Certains projets ne ressemblent à rien de ce qu’on a fait avant. Celui-ci en fait partie.
Il est né d’une rencontre humaine forte, d’une équipe alignée de chercheurs du laboratoire ABTE de l’université de Caen Normandie, et d’artistes, où les idées circulent avec évidence. Très vite, une intention commune s’est imposée : ne pas seulement concevoir un outil pédagogique scientifique, mais créer une expérience vivante, habitée pour amener des lycéens et collégiens à explorer la biodiversité microscopique.
C’est l’univers Steam Punk qui a été la clé pour créer l’immersion.
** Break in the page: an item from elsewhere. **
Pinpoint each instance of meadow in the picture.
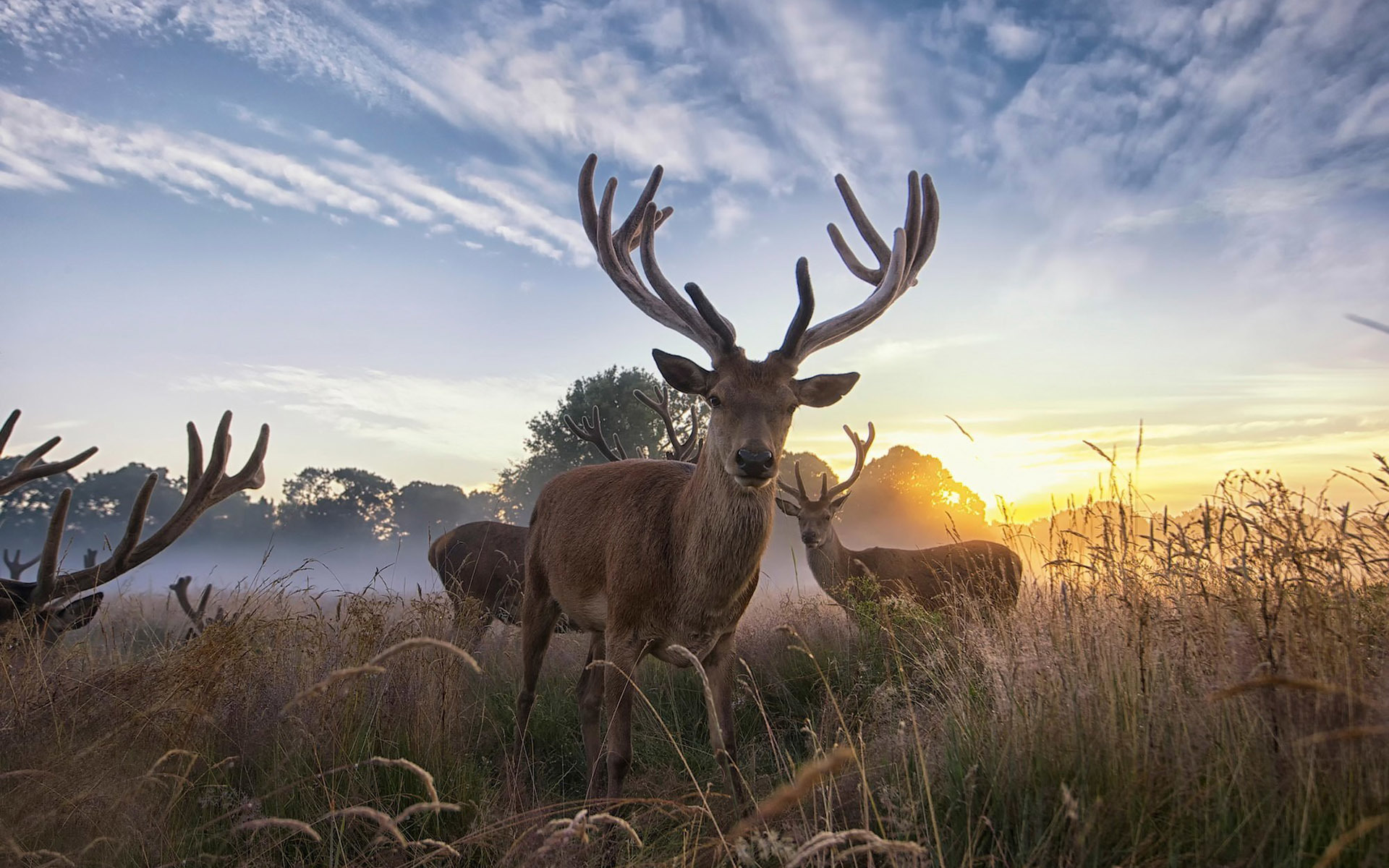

Quant au challenge du jeu répondant aux contraintes d’une salle de classe (espace, nombre d’élèves, durée du cours), c’est au travers d’un escape box modulable avec plusieurs malles qu’il a été relevé.
Le LABORATORIUM MICROLACTIS était né !
Il a été lauréat du Prix Schlumberger 2025, remis dans le cadre du concours Têtes Chercheuses
Nous avons imaginé ce jeu comme une trace laissée à travers le temps. En 1852, Abigaëlle Cheeseworth, scientifique visionnaire, explore un monde encore invisible : celui des microorganismes. Menacée, elle dissimule ses recherches dans des malles, comme un message adressé aux générations futures.

Mon rôle a été de donner corps à cette vision. Co-construire le récit, puis façonner un univers graphique capable de porter une âme. Un langage visuel rétrofuturiste, des textures, des objets, des images… tout devait contribuer à capter l’attention, mais surtout à créer une sensation : celle d’entrer dans un autre monde.
J’ai conçu l’identité visuelle complète, le site microlactis.fr, les supports de communication, les modèles du manuel d’utilisation et du guide pédagogique, ainsi que les teasers vidéo et certains objets physiques issus notamment de découpe/gravure laser. Chaque élément a été pensé comme une pièce du récit.



La conception physique de l’escape box — les malles, les accessoires, l’hologramme, les énigmes tangibles, tout le mobilier steampunk — est l’œuvre de Vincent Bénard et son équipe de Futuravapeur. Un travail d’artisan et d’artiste, qui donne une présence réelle et une épaisseur narrative à chaque objet.
Mais au-delà de la forme, ce projet porte en moi une résonance plus profonde.
Nous avons appris à regarder le monde depuis une position centrale, humaine, dominante. Pourtant, d’autres visions existent. Dans le bouddhisme, on parle des êtres, et de ce qui se tisse entre les êtres : les inter-êtres.
Laboratorium Microlactis est une invitation à ressentir cela. À percevoir que nous ne sommes pas seuls, que nous cohabitons avec le vivant, y compris à l’échelle microscopique. Que ces relations invisibles, souvent ignorées, sont pourtant essentielles à notre existence.
Si ce projet fonctionne, ce n’est pas seulement parce qu’il transmet un savoir. C’est parce qu’il tente de réactiver un lien.